Le grand invité Afrique

Saleh Kebzabo: le gouvernement de transition va «amener le Tchad à des élections libres et sincères»

Publié le :

Saleh Kebzabo a été nommé Premier ministre du Tchad ce mercredi 12 octobre. Ancien adversaire farouche d’Idriss Déby, il devient donc le chef du gouvernement de son fils. Alors que le pays entre dans une seconde phase de transition de 24 mois devant déboucher sur des élections, celui qui a beaucoup œuvré lors des derniers 18 mois explique pourquoi il a accepté cette mission. 

Au Tchad, Saleh Kebzabo a été nommé Premier ministre le 12 octobre 2022.
Au Tchad, Saleh Kebzabo a été nommé Premier ministre le 12 octobre 2022. © AFP/Marco Longari
Publicité

RFI: Pourquoi avez-vous accepté de devenir le Premier ministre de la transition ?

Saleh Kebzabo : J’ai accepté cette lourde charge parce que je suis dans la transition, dans la pré-transition d’abord qui est en train de prendre fin, et puis dans la transition ensuite, depuis la mise en place du nouveau système. J’ai apporté ma contribution à tous les niveaux. J’ai participé à la préparation du dialogue lui-même en tant que vice-président du Codni [Comité d'organisation du dialogue national inclusif]. J’ai fait trois pays africains de l’Ouest pour le pré-dialogue et puis ensuite, j’ai participé au pré-dialogue de Doha avec les politico-militaires pendant cinq mois. Et j’ai participé à tous les dialogues à Ndjamena. Je pense que tout cela est assez motivant pour accepter tout ce qui va s’en suivre.

Est-ce une récompense pour les services rendus pendant les derniers 18 mois ?

Le récompense, je l’ai déjà eue. Après Doha, on m’a décoré de la plus haute fonction honorifique du Tchad, je crois que c’est suffisant.

Cette implication, c’est parce que vous croyez vraiment que cette transition peut changer le système tchadien ?

Je ne fais jamais ce en quoi je ne crois pas et je m’implique toujours quand j’y crois. C’est ce que j’ai fait, je me suis donné corps et âme, et tous les Tchadiens le savent. Tout ce processus que je viens de décrire qui est parti depuis l’année dernière jusqu’à aujourd’hui, je me suis impliqué à fond parce que j’y crois profondément. Et je pense que les Tchadiens ont là la seule opportunité de mon point de vue de se réconcilier, de faire en sorte que vraiment la page douloureuse du passé, on la tourne définitivement -et c’est possible-, et qu’on envisage l’avenir. Je crois que le dialogue nous en a offert toutes les perspectives. Nous devons saisir toutes les opportunités et faire en sorte que ça change. Et c’est possible que ça change.
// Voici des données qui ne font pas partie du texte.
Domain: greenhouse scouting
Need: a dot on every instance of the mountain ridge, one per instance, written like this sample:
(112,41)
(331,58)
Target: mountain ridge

Vous avez passé plusieurs décennies à vous opposer à Déby père. Pourquoi aujourd’hui travailler pour Déby fils ? Est-ce qu’il est différent de son père ?

Je n’ai pas de problème de patronyme. Je n’ai pas de problème de Déby-famille, Déby Itno et autres. J’avais une opposition politique farouche contre le président Déby [Idriss Déby Itno] qui est décédé, paix a son âme. Je ne veux pas transporter ce combat-là de père en fils ou de fils en père.

Certains vont vous accuser d’être la caution de la transmission dynastique du pouvoir ?

Mais quand on est dans la vie politique active, il faut être prêt à recevoir tous les mots, voire toutes les accusations pourvu que vous soyez quitte avec vous-même, avec votre conscience, avec votre pays, dans ce que vous faites.

Et vous êtes quitte avec la possibilité de participer aux élections en ce qui concerne Mahamat Idriss Déby à la fin de la transition ? L’éligibilité, ça vous va ?

Les élections sont ouvertes à tous les Tchadiens, sauf ceux qui sont frappés par la loi. Je n’en suis pas. Il y a eu des manœuvres pour m’éliminer avec la règle des 70 ans. Et finalement, on l’a fait sauter. Donc, tous les Tchadiens, qui sont en accord avec la loi, avec leur conscience, avec eux-mêmes et qui ont la capacité physique et morale, sont libres d’être candidats.

Y compris le président de la transition ?

Cela a déjà été dit, vous-mêmes vous en avez parlé ces derniers jours.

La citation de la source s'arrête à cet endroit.